特に日本シリーズでは2敗という屈辱的な結果で終わり、日本一を信じていたGファンの失望もピークに達した。
私はソフトバンク時代の全盛期の杉内(以降SB)、一昨年のノーヒットノーランの杉内(以降NN)、去年の日本シリーズの杉内(以降NS)の映像を確認し、この3つのピッチングフォームを見比べて違いを私なりに分析してみた。
①まず投球時の重心が一番低いのはSBで
 明らかに他と違っていた
 NNとNSの差は感じなかった
②腕の振りの速さはSB>NN>NS
 去年は特にフォームに無駄な「力み」を感じた
③投げ終えた後のフィニッシュの体勢が
 SB、NNはホーム方向へ向いていたが
 NSはサード方向へ流れる場面が
 多く見られた
以上3つのポイントが見た目で解った
ではポイント別に考えてみる
①について
私はソフトバンク時代の杉内を熟知している訳では無いが、①についての変化はある意味当然だとは思う。
その理由は加齢と共に特に股関節、膝、足首等の可動域が狭くなって来るのは当然であり、科学的なトレーニングを行ってその変化を多少抑える事は出来ても、若い時のままではいられないからだ。
その中でも特に股関節が重要で、中日の山本昌があの年齢で現役を続けていられるのは、股関節の柔らかさが大きな要因という話を本人が語っていたのを聞いたことがある。
多くの投手が加齢と共に重心が高くなり、「立ち投げ」のように見えてくるのはそこが大きな要因。
当然、下半身の関節の可動域が狭まればバネが縮まってる状態と同じなので、そこからの反発力が小さくなる。
よって直球のスピードや手元での伸びが悪くなり、変化球も打者の手元で曲がらず前で曲がってしまうので見極めが易しくなる。
②について
やはり去年の杉内は左肩の状態が良くなかったと個人的には思っている。
それと①も影響しているので、SBのようなキャッチボールと見間違えるリラックスしたフォームから、リリースポイントだけ「パチッ」と切る感じでは投げていなかった。
つまり去年の杉内は打者の立場から言えば、以前と比べてタイミングを合わせやすかったと言える。
③について
杉内のようなスリークウォーターで投げるフォームの投手は、右打者の内角により速い球や曲がりの大きいスライダーを投げたくなるとこうなりやすい。

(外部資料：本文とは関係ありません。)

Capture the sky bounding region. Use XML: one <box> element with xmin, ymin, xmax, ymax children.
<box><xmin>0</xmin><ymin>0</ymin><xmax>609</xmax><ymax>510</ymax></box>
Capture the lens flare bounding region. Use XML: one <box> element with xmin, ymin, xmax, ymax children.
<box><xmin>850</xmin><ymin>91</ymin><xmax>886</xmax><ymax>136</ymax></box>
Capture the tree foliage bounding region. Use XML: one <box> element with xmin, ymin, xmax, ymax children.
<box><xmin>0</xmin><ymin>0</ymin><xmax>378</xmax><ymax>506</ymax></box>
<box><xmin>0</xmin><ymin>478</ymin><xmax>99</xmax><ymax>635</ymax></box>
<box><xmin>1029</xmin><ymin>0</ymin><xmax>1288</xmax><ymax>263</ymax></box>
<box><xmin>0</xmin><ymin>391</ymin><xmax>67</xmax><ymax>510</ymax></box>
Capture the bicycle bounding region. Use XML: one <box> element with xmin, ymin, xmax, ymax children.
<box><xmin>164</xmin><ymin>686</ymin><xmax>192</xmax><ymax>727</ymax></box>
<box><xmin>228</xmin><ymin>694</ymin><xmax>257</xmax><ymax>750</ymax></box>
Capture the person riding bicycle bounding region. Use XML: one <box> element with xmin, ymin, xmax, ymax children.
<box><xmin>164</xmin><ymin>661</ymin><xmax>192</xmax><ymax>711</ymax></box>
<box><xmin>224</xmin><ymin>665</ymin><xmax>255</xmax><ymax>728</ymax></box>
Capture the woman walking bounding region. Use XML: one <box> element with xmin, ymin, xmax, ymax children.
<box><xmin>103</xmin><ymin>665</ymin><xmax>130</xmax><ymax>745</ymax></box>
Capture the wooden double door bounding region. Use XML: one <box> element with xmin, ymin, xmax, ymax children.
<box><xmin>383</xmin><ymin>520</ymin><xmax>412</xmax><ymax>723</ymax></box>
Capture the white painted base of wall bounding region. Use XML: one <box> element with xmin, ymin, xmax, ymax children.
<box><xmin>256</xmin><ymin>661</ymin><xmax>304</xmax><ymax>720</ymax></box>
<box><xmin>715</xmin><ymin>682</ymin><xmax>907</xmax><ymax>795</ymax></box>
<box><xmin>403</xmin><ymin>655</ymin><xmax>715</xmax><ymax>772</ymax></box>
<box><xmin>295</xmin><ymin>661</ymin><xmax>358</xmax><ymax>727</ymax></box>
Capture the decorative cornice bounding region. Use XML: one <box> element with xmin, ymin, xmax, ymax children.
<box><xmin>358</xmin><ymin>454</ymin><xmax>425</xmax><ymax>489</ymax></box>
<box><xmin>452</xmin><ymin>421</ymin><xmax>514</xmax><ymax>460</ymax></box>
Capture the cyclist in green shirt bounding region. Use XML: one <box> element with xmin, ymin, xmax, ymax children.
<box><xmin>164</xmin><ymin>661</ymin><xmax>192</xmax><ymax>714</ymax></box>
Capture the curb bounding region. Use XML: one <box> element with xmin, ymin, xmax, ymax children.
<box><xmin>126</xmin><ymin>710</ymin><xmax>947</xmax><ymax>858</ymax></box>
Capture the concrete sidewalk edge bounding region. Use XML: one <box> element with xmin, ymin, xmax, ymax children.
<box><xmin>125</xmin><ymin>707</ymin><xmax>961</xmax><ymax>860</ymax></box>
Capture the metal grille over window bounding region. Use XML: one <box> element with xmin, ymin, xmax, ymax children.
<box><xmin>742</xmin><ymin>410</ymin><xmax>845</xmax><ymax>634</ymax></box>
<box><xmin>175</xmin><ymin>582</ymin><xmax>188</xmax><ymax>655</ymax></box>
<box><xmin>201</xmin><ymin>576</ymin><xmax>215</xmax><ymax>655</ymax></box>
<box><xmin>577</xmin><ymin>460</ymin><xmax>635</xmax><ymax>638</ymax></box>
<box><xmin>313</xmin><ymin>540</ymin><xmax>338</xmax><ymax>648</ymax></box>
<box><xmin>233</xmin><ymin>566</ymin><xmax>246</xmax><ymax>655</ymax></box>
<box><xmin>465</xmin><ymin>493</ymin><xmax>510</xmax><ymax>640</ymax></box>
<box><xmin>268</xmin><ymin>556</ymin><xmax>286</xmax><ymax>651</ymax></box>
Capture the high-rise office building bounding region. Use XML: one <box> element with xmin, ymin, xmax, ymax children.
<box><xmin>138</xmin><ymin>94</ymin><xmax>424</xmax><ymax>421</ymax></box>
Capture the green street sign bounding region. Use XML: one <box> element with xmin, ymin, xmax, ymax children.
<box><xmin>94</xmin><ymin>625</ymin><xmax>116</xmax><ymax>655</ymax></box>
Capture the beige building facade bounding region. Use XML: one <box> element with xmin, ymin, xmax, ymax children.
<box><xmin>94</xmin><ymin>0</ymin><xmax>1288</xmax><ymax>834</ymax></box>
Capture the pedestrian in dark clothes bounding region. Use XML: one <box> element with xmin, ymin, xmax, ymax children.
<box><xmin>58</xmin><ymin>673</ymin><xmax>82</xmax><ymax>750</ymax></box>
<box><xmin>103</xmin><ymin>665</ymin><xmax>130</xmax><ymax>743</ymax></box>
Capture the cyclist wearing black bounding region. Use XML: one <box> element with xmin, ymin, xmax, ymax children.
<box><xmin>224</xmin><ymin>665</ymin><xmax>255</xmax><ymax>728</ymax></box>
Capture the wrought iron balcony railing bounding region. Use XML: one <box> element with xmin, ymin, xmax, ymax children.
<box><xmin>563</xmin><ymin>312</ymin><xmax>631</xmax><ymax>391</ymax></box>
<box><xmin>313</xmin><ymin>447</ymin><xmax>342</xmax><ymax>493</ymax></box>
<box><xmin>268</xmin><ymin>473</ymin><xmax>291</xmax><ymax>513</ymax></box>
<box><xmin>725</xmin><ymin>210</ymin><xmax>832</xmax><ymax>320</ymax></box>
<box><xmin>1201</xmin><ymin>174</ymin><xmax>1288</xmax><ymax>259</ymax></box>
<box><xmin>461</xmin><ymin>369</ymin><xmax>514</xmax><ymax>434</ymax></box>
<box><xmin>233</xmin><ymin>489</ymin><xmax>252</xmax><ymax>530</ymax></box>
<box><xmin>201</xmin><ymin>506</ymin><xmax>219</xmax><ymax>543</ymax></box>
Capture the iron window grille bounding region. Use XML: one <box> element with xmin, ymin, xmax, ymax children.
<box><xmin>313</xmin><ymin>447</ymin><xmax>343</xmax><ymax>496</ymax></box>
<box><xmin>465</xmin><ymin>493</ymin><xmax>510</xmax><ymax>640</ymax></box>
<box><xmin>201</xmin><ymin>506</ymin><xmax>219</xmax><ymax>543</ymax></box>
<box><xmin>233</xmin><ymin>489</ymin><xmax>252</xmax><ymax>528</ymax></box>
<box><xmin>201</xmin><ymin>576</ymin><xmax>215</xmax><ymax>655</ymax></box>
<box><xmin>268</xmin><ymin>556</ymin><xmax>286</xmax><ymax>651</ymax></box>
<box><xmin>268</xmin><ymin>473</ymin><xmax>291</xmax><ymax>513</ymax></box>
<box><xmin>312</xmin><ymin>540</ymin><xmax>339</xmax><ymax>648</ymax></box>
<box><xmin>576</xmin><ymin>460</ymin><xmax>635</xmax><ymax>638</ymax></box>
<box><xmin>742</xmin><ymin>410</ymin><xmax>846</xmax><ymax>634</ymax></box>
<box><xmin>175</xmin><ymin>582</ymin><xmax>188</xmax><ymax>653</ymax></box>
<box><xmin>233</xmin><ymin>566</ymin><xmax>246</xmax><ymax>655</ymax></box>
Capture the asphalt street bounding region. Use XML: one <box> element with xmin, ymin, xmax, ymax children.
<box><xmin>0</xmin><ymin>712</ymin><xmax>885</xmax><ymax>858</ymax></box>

つまり以前のようなボールが行かなくなったので、苦肉の策としてこれをカバーしようとしている訳だ。
このフォームは確かに右打者の懐には投げやすくなるが、腕の力がホーム方向ではなく三塁方向へも分散しているので、ボールが抜けやすくなるし引っ掛けてしまうこともある。
つまり指にかかったボールはビシッと決まるかもしれないが、抜けて真ん中付近に集まったり逆に引っ掛けてワンバンドになりやすくなる。
杉内が昨シーズン突然コントロールを乱してファーボールを連発するケースがあったがこれも一つの要因になる。
結果的に①、②によって差が生じた投球を③で修正しようとしたが裏目に出てしまったと私は推理する。
では今シーズンの杉内は巻き返すことができるだろうか?
私は①、②が主要因で③に繋がってると思うので、左肩や肘の状態が良ければG移籍初年度程度の活躍はまだまだ可能だと思う。
だが現実的に劇的に良くなるとは考えづらいのが私の本音
騙し騙し故障箇所と向き合いながら今シーズンも登板すると思う。
なので私が彼に期待するのは、シーズン前半は無理せずに「勝負処ろの後半戦にピークを持ってきてほしい」と考えている。
最後に。。
今朝の新聞で杉内が状態の良さをアピールしていたようで、まずは安心といえそうだ。
私の懸念が杞憂で終わる事を切に願っているし大活躍を期待したい。